Project Retrospective: Lessons from a Real-World System
A practical project retrospective covering system goals, technology choices, performance bottlenecks, and operational lessons.
Project Retrospective: Lessons from a Real-World System
A practical project retrospective covering system goals, technology choices, performance bottlenecks, and operational lessons.
Why Do a Project Retrospective?
Reviewing and reflecting on past work is a valuable habit.
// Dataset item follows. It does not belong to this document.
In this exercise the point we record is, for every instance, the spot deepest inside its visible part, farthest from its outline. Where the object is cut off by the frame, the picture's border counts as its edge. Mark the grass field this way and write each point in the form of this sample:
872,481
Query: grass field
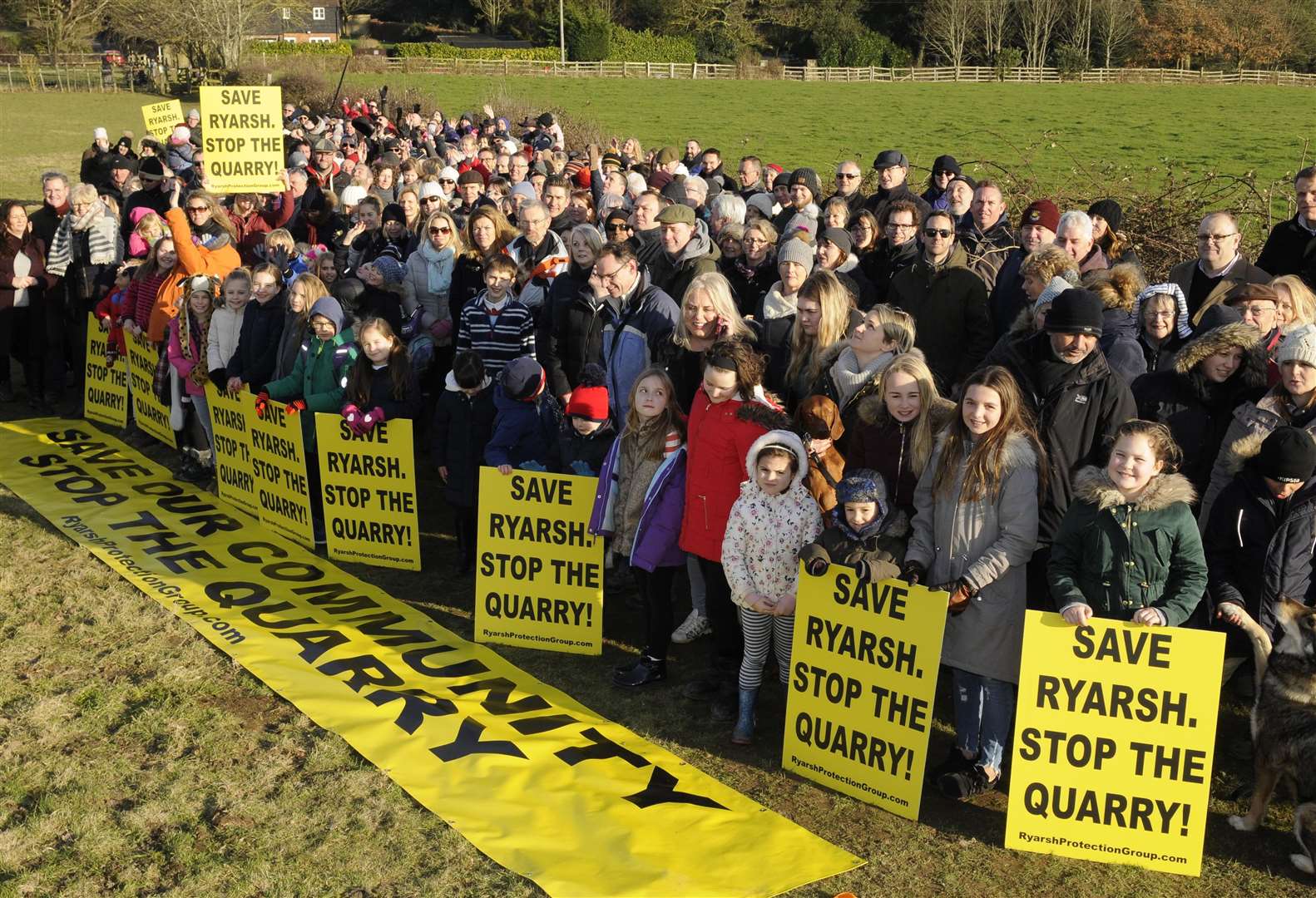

Whether it is a book you have read, an event you participated in, or a project you delivered, retrospective thinking helps you gain deeper insight and avoid repeating mistakes.
A project retrospective allows you to:
- Understand why certain decisions were made
- Identify bottlenecks and shortcomings
- Extract reusable experience for future projects
Below is a simplified retrospective based on a real project I participated in.
Key Questions
A project retrospective typically starts with a few core questions:
- Why was this project initiated?
- How were technology choices made?
- What was the scale of the system?
- What challenges were encountered, and how were they solved?
- What could be improved in the future?
Case Study Overview
This retrospective is based on an insurance policy issuance system designed to serve internet partners with increasing transaction volume.
Why the Project Was Built
As more internet partners integrated with the existing policy issuance system, the original architecture could no longer handle the growing load.
To address this:
- Business logic was split by insurance type
- A dedicated internet-facing issuance system was built
- Faster response times for partners became the primary goal
Technology Choices
Core Stack
-
Spring Cloud
- Mature microservice ecosystem
- Existing team experience
- Proven internal success
-
MongoDB
- Suitable for document-based insurance policies
- Horizontal scalability and high availability
-
RocketMQ
- Strong reliability guarantees
- Rich messaging features
- Easy horizontal scaling
- Java-based implementation
Why RocketMQ?
Compared to alternatives:
-
RabbitMQ
- Strong reliability but lower throughput
- Suitable for reliability-first scenarios
-
Kafka
- Extremely high throughput
- Potential message loss under failure
- Ideal for data pipelines and logging
-
RocketMQ
- Balanced performance and reliability
- Message replay and query capabilities
- Better operational tooling
Given the business requirements, RocketMQ was the best fit.
System Scale
- Peak QPS: ~10,000
- Daily transactions: ~600,000
- Historical total: ~60 million records
Deployment included multiple application servers, Redis clusters, and message brokers.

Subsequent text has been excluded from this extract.